En vertu de l’alinéa L36(3)b), l’interdiction de territoire au titre des paragraphes L36(1) et (2) ne peut être fondée sur une déclaration de culpabilité pour laquelle :
- une suspension du casier judiciaire a été ordonnée et n’a pas été révoquée ou a cessé d’avoir effet en vertu de la Loi sur le casier judiciaire;
- un verdict d’acquittement a été rendu en dernier ressort.
Remarque : Le projet de loi C-93 (Loi prévoyant une procédure accélérée et sans frais de suspension de casier judiciaire pour la possession simple de cannabis) a reçu la sanction royale le 21 juin 2019. Cette mesure législative éliminera les frais de demande et la période d’attente pour la suspension du casier judiciaire des personnes déclarées coupables de possession simple de cannabis uniquement. Ces personnes pourront présenter une demande même s’ils ont des amendes impayées ou des suramendes compensatoires liées à leur condamnation pour possession de cannabis, pourvu qu’ils aient purgé le reste de leur peine. Avec le temps, moins de personnes seront interdites de territoire pour criminalité en raison de condamnations antérieures de possession simple au Canada.
Réhabilitation octroyée à l’étranger pour des déclarations de culpabilité à l’étranger
Une réhabilitation octroyée à l’étranger n’a pas nécessairement pour effet de rendre une personne admissible au Canada.
Lors de l’évaluation d’une réhabilitation octroyée à l’étranger, dans la très grande majorité des cas, le demandeur devrait être en mesure de présenter une preuve de sa réhabilitation.

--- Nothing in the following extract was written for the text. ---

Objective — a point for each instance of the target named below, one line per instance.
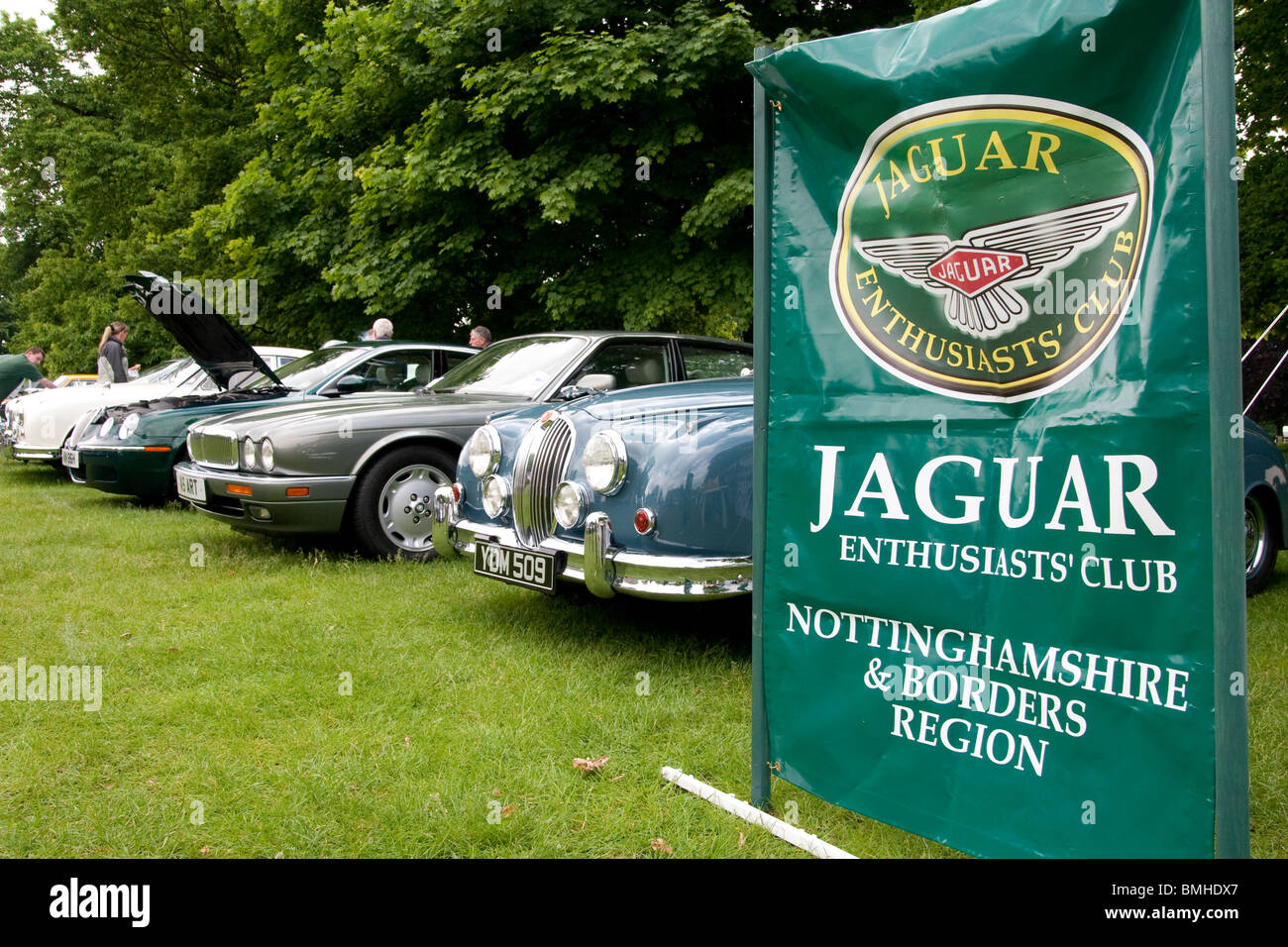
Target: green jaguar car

Les lois sur la reconnaissance des réhabilitations octroyées à l’étranger découlent de la jurisprudence. Dans l’affaire Saini c. Canada (Ministre de la Citoyenneté et de l’Immigration), [2000] 3 CF 253, la Cour fédérale précise les critères utilisés pour reconnaître une réhabilitation octroyée à l’étranger :
- le système juridique du pays étranger doit dans son ensemble être semblable à celui du Canada;
- la loi étrangère en question doit être semblable à la loi canadienne :
- dans son but,
- dans son contenu,
- dans son effet;
- il ne doit exister aucune raison valable de ne pas reconnaître l’effet des lois étrangères.

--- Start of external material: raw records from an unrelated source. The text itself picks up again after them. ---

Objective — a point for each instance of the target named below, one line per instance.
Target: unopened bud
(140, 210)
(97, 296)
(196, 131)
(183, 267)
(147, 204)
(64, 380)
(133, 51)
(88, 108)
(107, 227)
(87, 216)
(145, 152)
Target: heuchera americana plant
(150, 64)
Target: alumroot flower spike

Si le système juridique du pays étranger s’appuie sur des fondements et des valeurs semblables à ceux du Canada, il faut examiner les lois étrangères afin de déterminer si la réhabilitation a pour effet d’éliminer une déclaration de culpabilité ou simplement de reconnaître qu’une réadaptation a eu lieu. Dans le second cas, le demandeur est interdit de territoire et doit présenter une demande d’approbation de la réhabilitation.
Remarque : Les tribunaux canadiens ne sont pas liés par une réhabilitation par un pays étranger en l’absence des preuves relatives aux considérations qui ont motivé l’octroi de cette réhabilitation.

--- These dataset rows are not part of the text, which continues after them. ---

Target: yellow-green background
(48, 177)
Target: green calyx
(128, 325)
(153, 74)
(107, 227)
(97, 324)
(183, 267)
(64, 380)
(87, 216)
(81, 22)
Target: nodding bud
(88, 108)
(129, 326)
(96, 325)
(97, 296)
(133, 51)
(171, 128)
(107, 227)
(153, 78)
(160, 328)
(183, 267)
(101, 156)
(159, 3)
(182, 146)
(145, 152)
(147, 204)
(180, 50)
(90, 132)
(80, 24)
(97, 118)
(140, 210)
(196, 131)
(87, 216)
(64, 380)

Réhabilitation des criminels
La LIPR confère au ministre et aux autorités déléguées le pouvoir d’approuver la réhabilitation des personnes visées aux alinéas L36(1)b) et c). En vertu des alinéas R17a) et b), les demandeurs interdits de territoire pour grande criminalité à l’étranger peuvent demander au ministre des services de réhabilitation 5 ans après la fin de la peine, pourvu qu’il n’y ait pas de condamnations subséquentes.
Permis de séjour temporaire (PST)
Un permis de séjour temporaire (PST) permet à son détenteur d’entrer ou de séjourner au Canada. Il peut être délivré à toute personne interdite de territoire au titre de la LIPR qui souhaite entrer au Canada si un agent estime que cela est justifié en vertu du paragraphe L24(1). L’agent ne doit délivrer ces permis que lorsque le besoin de la personne d’entrer ou de séjourner au Canada est suffisamment impérieux qu’il l’emporte sur tous les risques qu’elle représente.
Voir la section sur les PST dans les lignes directrices fonctionnelles sur les résidents temporaires pour en savoir plus.
Motifs d’ordre humanitaire
Les agents d’IRCC peuvent envisager des circonstances d’ordre humanitaire si l’étranger (pouvant être ancien résident permanent), qui fait l’objet d’une mesure de renvoi n’ayant pas été exécutée, présente une demande au titre du paragraphe L25(1).
Voir Circonstances d’ordre humanitaire pour en savoir plus.